The disciples of Pyrrho went to absurd lengths in their skepticism, some of them even saying that they asserted nothing, not even that they asserted nothing. They doubted whether they doubted.
THE NEO-PLATONISTS.—Neo-Platonism was a blending of Greek philosophy and Oriental mysticism. It has been well called the "despair of reason," because it abandoned all hope of man's ever being able to attain the highest knowledge through reason alone, and looked for a Revelation. The centre of this last movement in Greek philosophical thought was Alexandria in Egypt, the meeting-place, in the closing centuries of the ancient world, of the East and the West.
Philo the Jew (b. about 30 B.C.), who labored to harmonize Hebrew doctrines with the teachings of Plato, was the forerunner of the Neo- Platonists. But the greatest of the school was Plotinus (A.D. 204-269), who spent the last years of his life at Rome, where he was a great favorite.
CONFLICT BETWEEN NEO-PLATONISM AND CHRISTIANITY.—While the Neo-Platonists were laboring to restore, in modified form, the ancient Greek philosophy and worship, the teachers of Christianity were fast winning the world over to a new faith. The two systems came into deadly antagonism. Christianity triumphed. The gifted and beautiful Hypatia, almost the last representative of the old system of speculation and belief, was torn to pieces in the streets of Alexandria by a mob of fanatic Christian monks (A.D. 415). Finally the Roman emperor Justinian forbade the pagan philosophers to teach their doctrines (A.D. 529). This imperial edict closed forever the Greek schools, in which for more than a thousand years the world had received instruction upon the loftiest themes that can engage the human mind. The Greek philosophers, as living, personal teachers, had finished their work; but their systems of thought will never cease to attract and influence the best minds of the race.
SCIENCE AMONG THE GREEKS.
The contributions of the Greek observers to the physical sciences have laid us under no small obligation to them. Some of those whom we have classed as philosophers, were careful students of nature, and might be called scientists. The great philosopher Aristotle wrote some valuable works on anatomy and natural history. From his time onward the sciences were pursued with much zeal and success. Especially did the later Greeks do much good and lasting work in the mathematical sciences.

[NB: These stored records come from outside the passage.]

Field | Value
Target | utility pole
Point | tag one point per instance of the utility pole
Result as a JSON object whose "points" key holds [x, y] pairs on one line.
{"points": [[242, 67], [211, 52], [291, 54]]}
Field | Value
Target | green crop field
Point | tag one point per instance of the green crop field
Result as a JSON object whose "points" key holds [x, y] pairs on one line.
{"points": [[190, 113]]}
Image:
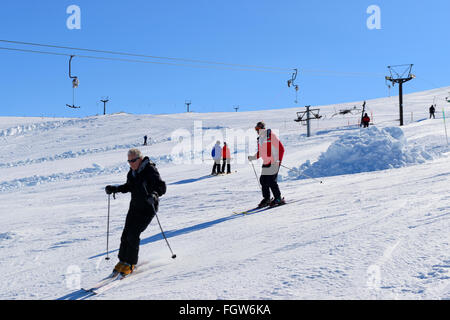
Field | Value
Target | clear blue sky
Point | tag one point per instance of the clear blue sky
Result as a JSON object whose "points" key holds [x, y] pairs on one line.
{"points": [[308, 35]]}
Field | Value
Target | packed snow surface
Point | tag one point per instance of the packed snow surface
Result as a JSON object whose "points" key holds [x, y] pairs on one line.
{"points": [[376, 228], [364, 151]]}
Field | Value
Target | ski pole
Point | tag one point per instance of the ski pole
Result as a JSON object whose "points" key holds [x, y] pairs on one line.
{"points": [[162, 231], [256, 175], [303, 174], [107, 230]]}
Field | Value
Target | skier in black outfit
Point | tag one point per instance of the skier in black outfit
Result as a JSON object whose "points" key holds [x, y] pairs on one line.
{"points": [[432, 110], [146, 186]]}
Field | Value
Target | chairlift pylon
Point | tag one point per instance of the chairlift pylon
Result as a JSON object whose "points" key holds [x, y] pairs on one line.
{"points": [[290, 83], [75, 83]]}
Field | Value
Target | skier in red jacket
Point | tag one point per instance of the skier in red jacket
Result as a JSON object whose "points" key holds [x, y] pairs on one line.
{"points": [[271, 150], [226, 156]]}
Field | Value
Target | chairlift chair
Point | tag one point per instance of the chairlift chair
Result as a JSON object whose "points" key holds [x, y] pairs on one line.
{"points": [[75, 83]]}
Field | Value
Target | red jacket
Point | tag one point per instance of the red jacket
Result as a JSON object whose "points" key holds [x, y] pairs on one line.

MATHEMATICS: EUCLID AND ARCHIMEDES.—Alexandria, in Egypt, became the seat of the most celebrated school of mathematics of antiquity. Here, under Ptolemy Lagus, flourished Euclid, the great geometer, whose work forms the basis of the science of geometry as taught in our schools at the present time. Ptolemy himself was his pupil. The royal student, however, seems to have disliked the severe application required to master the problems of Euclid, and asked his teacher if there was not some easier way. Euclid replied, "There is no royal road to geometry."
In the third century B.C., Syracuse, in Sicily, was the home of
Archimedes, the greatest mathematician that the Grecian world produced.
ASTRONOMY.—Among ancient Greek astronomers, Aristarchus, Hipparchus, and
Claudius Ptolemy are distinguished.
Aristarchus of Samos, who lived in the third century B.C., held that the earth revolves about the sun as a fixed centre, and rotates on its own axis. He was the Greek Copernicus. But his theory was rejected by his contemporaries and successors.